In this dispatch, Portuguese translator Kim M. Hastings weighs in on her translation of Lúcia Bettencourt's story “Borges's Secretary” from the October 2010 issue of the magazine. You can read the original story here.
Not long after I translated “Borges’s Secretary,” I received a handwritten note thanking me for sharing the work and remarking, “it never seems to read like a translation.” What happier line for a translator to hear, especially as it came from Alberto Manguel, celebrated writer, translator, and one-time assistant to Borges (not his secretary, in the end, but something even more intimate, his reader, Borges’s access to books he could no longer read himself but had to have read to him).
Translation, of course, involves re-creating a work in another language. Often the act implies that there is an “original” preexisting text, against which the later or subsequent version may be measured or judged. Borges translated into Spanish works by Poe, Kafka, Melville, Whitman, Woolf, and Faulkner, among others, and critically analyzed side-by-side translations of Homer into English and the Thousand and One Nights into multiple languages. It was his steadfast belief, however, that translation, as a recombination of elements, is in no way inferior or subordinate to its “precursor.” A translation can—indeed, often should—stand on its own, and may well supplant or surpass what came before just as it enhances the earlier “draft.”
The title character of Lúcia Bettencourt’s story is also a kind of translator, a subversive scribe, as she usurps her employer’s voice and reshapes the words he dictates, making them her own even as they remain recognizably his. As the fictional Borges concedes with a mix of pleasure and horror: “The story was mine but I had never written it . . . The style was so close to mine that even I had difficulty detecting the differences.” As Lúcia noted during one of our joint readings of “Borges’s Secretary” (and I again translate her words, uttered in Portuguese at the time): “Every writer is necessarily blind, in the Tiresian sense of the word, vision turned inward . . .” Her nameless secretary becomes the ideal reader, the one quite literally bringing Borges’s compositions to life: “I recognized my idea, a grain of an idea I had pitched to my secretary, . . . that grain had been transformed into a seed that had sprouted and grown into a lush and leafy tree.” It is she who ensures that his words come out, see the light of day, “go do battle” as published works, and reach the audience for whom they were intended.

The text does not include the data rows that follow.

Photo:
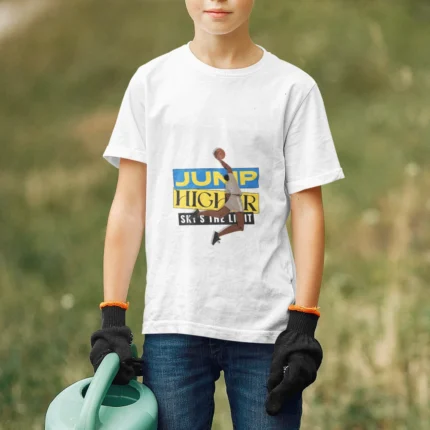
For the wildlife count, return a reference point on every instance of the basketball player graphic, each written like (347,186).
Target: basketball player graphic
(232,203)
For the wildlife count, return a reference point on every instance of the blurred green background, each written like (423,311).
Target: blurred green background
(63,74)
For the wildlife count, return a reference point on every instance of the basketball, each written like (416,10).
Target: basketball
(219,153)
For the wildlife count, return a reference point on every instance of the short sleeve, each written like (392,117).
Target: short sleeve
(128,136)
(310,155)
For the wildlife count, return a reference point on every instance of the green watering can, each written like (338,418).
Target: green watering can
(95,404)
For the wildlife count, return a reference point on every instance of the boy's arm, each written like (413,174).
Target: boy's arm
(124,231)
(307,222)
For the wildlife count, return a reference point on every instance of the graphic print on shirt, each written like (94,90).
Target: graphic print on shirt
(216,196)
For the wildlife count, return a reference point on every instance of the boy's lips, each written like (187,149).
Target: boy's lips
(217,12)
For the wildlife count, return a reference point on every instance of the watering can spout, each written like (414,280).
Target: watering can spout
(95,404)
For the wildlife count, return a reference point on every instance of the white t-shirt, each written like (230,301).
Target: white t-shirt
(270,120)
(231,185)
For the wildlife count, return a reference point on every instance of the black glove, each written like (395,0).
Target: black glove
(115,336)
(296,358)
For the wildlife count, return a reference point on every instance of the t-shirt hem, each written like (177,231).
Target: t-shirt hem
(217,332)
(314,181)
(113,154)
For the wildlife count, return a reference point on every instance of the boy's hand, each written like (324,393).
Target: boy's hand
(296,359)
(115,336)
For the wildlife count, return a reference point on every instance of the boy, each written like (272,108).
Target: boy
(247,308)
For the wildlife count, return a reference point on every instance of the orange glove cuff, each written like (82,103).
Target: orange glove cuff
(119,304)
(314,310)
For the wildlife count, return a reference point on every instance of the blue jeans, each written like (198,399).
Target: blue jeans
(181,371)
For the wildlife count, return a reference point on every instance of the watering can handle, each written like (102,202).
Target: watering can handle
(97,390)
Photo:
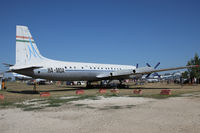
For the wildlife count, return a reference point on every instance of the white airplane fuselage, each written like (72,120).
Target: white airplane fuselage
(31,63)
(73,71)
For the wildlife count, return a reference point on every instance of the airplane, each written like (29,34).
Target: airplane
(21,77)
(31,63)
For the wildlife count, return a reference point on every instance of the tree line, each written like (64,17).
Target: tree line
(193,73)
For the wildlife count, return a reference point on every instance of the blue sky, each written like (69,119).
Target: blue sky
(105,31)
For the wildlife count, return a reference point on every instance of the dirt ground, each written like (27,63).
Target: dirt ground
(109,115)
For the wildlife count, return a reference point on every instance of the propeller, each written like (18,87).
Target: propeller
(155,73)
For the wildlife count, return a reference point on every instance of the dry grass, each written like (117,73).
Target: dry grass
(18,92)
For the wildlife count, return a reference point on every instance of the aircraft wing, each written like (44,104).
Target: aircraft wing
(138,71)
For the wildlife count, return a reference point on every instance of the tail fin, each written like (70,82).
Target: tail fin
(26,49)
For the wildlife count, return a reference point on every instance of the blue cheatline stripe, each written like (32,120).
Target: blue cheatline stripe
(24,41)
(92,70)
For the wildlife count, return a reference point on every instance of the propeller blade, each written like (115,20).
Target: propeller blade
(157,65)
(148,65)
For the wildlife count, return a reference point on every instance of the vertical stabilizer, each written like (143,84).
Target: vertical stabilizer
(26,49)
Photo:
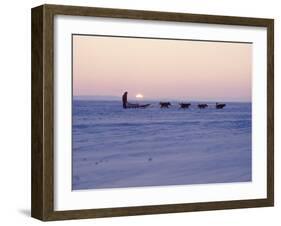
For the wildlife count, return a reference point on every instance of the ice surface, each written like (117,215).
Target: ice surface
(115,147)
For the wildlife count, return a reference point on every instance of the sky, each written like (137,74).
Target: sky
(161,69)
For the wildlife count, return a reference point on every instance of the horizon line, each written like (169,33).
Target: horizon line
(116,98)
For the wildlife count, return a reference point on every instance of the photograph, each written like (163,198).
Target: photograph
(160,112)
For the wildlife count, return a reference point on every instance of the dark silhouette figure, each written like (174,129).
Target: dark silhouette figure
(125,99)
(165,104)
(202,106)
(126,104)
(220,106)
(184,105)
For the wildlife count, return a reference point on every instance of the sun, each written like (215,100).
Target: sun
(139,96)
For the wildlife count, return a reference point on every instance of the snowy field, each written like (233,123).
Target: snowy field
(115,147)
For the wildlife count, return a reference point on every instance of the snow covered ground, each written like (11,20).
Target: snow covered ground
(115,147)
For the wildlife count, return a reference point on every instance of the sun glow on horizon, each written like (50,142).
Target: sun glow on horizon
(139,96)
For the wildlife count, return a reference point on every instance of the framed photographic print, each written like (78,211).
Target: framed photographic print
(141,112)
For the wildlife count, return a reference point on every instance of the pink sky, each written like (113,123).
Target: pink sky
(161,69)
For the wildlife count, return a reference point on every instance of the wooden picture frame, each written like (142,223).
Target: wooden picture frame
(43,112)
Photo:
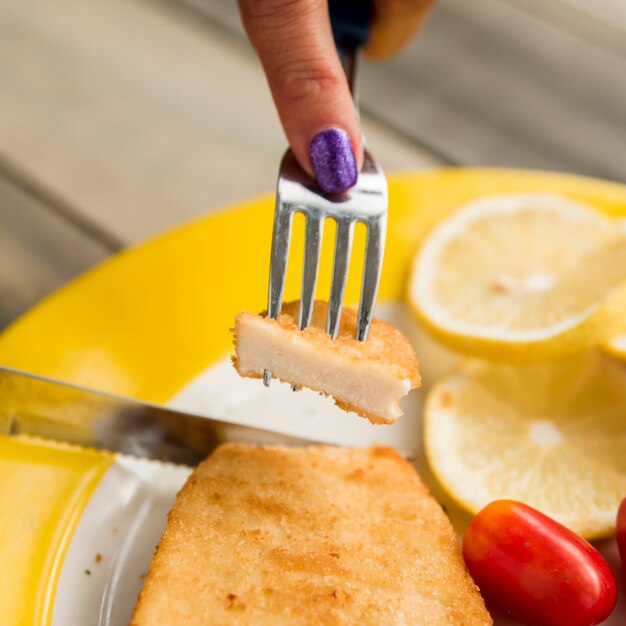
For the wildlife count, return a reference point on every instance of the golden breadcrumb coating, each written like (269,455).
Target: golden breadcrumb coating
(386,356)
(298,536)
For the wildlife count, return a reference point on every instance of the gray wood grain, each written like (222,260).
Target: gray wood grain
(39,250)
(139,116)
(520,83)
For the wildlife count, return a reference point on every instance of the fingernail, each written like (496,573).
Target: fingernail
(333,160)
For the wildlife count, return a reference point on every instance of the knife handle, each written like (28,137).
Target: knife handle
(350,21)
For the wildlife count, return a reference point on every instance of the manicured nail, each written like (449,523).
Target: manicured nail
(333,160)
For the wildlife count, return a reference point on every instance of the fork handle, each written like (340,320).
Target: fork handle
(350,21)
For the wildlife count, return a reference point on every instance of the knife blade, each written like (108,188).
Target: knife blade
(42,407)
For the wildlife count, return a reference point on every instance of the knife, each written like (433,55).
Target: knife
(43,407)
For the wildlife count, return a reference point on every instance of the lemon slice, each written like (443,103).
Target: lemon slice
(552,436)
(519,278)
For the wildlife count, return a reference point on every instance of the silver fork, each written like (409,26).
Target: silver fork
(366,202)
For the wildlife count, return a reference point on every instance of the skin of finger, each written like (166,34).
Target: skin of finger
(294,42)
(395,22)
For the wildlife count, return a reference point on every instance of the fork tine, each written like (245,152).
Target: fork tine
(343,246)
(278,265)
(374,249)
(314,229)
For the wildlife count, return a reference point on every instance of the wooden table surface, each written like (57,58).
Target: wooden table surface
(122,118)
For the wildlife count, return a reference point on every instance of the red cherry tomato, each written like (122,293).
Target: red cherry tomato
(621,535)
(535,569)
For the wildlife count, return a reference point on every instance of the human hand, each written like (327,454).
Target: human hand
(294,41)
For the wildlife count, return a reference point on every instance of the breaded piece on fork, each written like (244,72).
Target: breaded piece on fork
(367,377)
(298,536)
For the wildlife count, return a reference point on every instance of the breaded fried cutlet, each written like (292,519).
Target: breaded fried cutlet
(367,377)
(299,536)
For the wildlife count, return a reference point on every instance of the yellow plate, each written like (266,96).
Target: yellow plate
(147,321)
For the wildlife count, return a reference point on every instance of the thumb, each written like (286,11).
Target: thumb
(294,41)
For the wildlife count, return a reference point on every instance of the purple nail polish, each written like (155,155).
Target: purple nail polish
(333,160)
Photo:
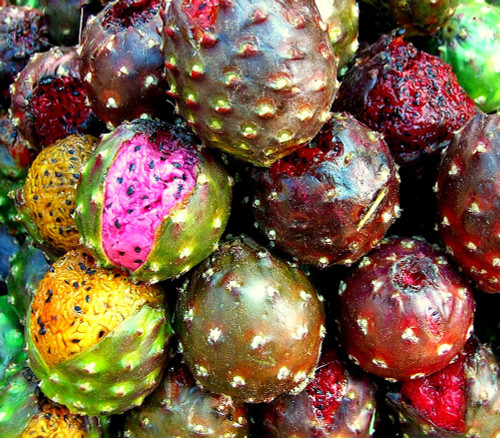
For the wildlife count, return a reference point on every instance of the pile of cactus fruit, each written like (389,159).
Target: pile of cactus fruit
(249,218)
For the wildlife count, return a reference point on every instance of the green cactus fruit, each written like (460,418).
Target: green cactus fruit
(342,18)
(27,268)
(11,339)
(96,341)
(250,325)
(253,78)
(179,407)
(46,202)
(152,201)
(470,43)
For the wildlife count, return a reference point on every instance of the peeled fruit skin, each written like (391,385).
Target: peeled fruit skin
(255,79)
(331,201)
(250,325)
(404,311)
(467,200)
(96,341)
(122,62)
(46,202)
(167,197)
(339,402)
(179,407)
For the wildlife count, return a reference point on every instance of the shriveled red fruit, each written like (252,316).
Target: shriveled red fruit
(250,324)
(404,311)
(23,31)
(49,101)
(331,201)
(467,198)
(339,402)
(459,401)
(122,62)
(412,97)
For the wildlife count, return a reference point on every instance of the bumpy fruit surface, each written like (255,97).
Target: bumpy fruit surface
(339,402)
(404,311)
(412,97)
(467,199)
(255,79)
(122,63)
(46,202)
(331,201)
(250,324)
(96,340)
(49,101)
(23,32)
(179,407)
(470,43)
(460,401)
(152,201)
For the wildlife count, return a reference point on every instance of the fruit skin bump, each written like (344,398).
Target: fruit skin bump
(339,402)
(152,201)
(97,342)
(413,98)
(250,325)
(405,312)
(467,200)
(255,79)
(460,401)
(46,202)
(331,201)
(179,407)
(470,43)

Lúcia, as creator of “Borges’s Secretary,” must also be considered a translator, as she too reinvents and rewrites Borges: “I am Borges, the great Borges, loved and renowned, admired.” In imagining herself in this role, she questions the very notions of authorship and authority, of originality, while reiterating the impossibility of writing as setting down or fixing language in some perfect, permanent, invariable form. Collaboration and reconfiguration, both implicit in translation, sustain literary composition and perpetuate intertextual conversation. Together they allow us to shape and articulate our understanding of the world around us.

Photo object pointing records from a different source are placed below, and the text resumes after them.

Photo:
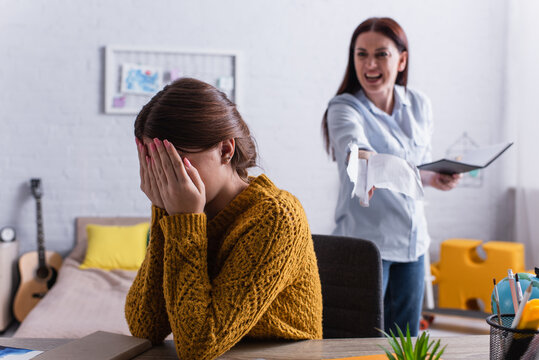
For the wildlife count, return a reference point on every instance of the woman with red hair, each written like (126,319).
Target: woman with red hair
(376,111)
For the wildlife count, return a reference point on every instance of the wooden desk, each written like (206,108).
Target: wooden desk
(474,347)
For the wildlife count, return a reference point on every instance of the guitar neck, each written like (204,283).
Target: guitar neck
(40,236)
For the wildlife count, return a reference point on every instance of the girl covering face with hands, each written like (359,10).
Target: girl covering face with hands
(230,256)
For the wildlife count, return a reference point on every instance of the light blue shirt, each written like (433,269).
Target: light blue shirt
(395,222)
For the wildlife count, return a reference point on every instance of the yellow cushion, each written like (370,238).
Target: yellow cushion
(115,247)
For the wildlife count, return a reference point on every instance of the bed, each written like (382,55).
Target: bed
(82,301)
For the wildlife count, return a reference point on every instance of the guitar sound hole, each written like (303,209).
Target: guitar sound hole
(42,272)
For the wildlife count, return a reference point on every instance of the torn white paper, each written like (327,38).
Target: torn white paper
(383,171)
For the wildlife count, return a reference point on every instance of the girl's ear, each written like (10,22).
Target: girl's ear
(227,150)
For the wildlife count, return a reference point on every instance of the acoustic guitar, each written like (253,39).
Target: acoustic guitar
(38,270)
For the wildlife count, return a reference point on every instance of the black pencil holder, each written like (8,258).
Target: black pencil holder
(511,344)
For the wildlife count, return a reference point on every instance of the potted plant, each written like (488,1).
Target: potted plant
(404,349)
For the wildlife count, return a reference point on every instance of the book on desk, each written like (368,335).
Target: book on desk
(100,345)
(472,159)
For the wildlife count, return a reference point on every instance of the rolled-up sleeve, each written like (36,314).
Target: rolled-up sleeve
(346,127)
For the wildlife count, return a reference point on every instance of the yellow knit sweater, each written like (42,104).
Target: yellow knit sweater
(250,271)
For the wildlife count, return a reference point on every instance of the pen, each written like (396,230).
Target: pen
(530,316)
(497,298)
(518,289)
(511,279)
(522,305)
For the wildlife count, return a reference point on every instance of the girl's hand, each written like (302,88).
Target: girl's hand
(179,183)
(148,183)
(444,182)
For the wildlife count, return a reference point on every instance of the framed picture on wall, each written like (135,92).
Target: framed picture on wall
(134,74)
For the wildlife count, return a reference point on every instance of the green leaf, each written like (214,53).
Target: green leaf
(421,347)
(399,351)
(434,349)
(388,354)
(440,353)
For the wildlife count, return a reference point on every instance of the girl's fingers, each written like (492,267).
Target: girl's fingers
(176,161)
(157,184)
(194,175)
(156,165)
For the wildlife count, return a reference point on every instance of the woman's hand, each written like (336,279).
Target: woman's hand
(179,183)
(148,183)
(444,182)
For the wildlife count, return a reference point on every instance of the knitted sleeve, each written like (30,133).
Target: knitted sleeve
(208,318)
(145,309)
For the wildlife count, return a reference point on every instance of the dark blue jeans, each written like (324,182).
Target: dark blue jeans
(404,285)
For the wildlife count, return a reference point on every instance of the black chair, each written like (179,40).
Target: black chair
(351,276)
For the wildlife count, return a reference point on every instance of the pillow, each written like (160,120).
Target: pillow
(115,247)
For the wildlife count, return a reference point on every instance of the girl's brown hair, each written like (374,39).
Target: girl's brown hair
(194,115)
(350,84)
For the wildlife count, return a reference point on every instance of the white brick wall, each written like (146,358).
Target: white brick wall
(52,125)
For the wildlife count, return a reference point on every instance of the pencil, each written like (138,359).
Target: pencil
(518,289)
(497,298)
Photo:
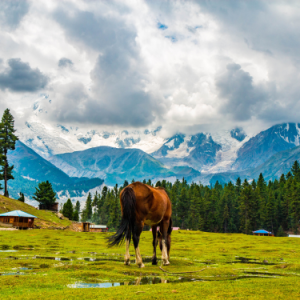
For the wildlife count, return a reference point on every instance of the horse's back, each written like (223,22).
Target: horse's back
(152,204)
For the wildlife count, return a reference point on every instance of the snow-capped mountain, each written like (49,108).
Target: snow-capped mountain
(265,144)
(48,140)
(30,169)
(203,151)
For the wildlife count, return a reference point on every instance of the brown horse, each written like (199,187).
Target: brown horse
(142,204)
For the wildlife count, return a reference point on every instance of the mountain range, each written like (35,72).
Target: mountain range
(77,162)
(30,169)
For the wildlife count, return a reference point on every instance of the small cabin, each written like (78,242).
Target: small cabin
(86,226)
(53,207)
(18,219)
(262,232)
(98,228)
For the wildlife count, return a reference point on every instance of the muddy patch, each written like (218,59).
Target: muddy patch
(138,281)
(247,260)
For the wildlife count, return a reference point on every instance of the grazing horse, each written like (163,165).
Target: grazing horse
(142,204)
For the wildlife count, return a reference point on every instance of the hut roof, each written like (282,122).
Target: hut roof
(17,213)
(98,226)
(262,231)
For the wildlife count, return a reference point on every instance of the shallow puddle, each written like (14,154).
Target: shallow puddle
(246,260)
(139,281)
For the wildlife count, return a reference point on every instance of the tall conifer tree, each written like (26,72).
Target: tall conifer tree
(7,142)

What then of my task as translator? In rendering Lúcia’s story, crafted in Portuguese, into English, I entered a labyrinth of sorts, translating a translation about a translator. But the text, in this sense, offers infinite possibilities of interpretation, even more readings than there are readers since each time we return to a text, we approach it from a new and different perspective. My translation is one among many. Indeed, so much so that within the same week of its appearance in Words Without Borders, an Egyptian poet came along and rewrote my version. His is in Arabic, the language in which the endless, authorless Thousand and One Nights, which Borges read and reread and translated in his own way, were said to have first been put down on paper.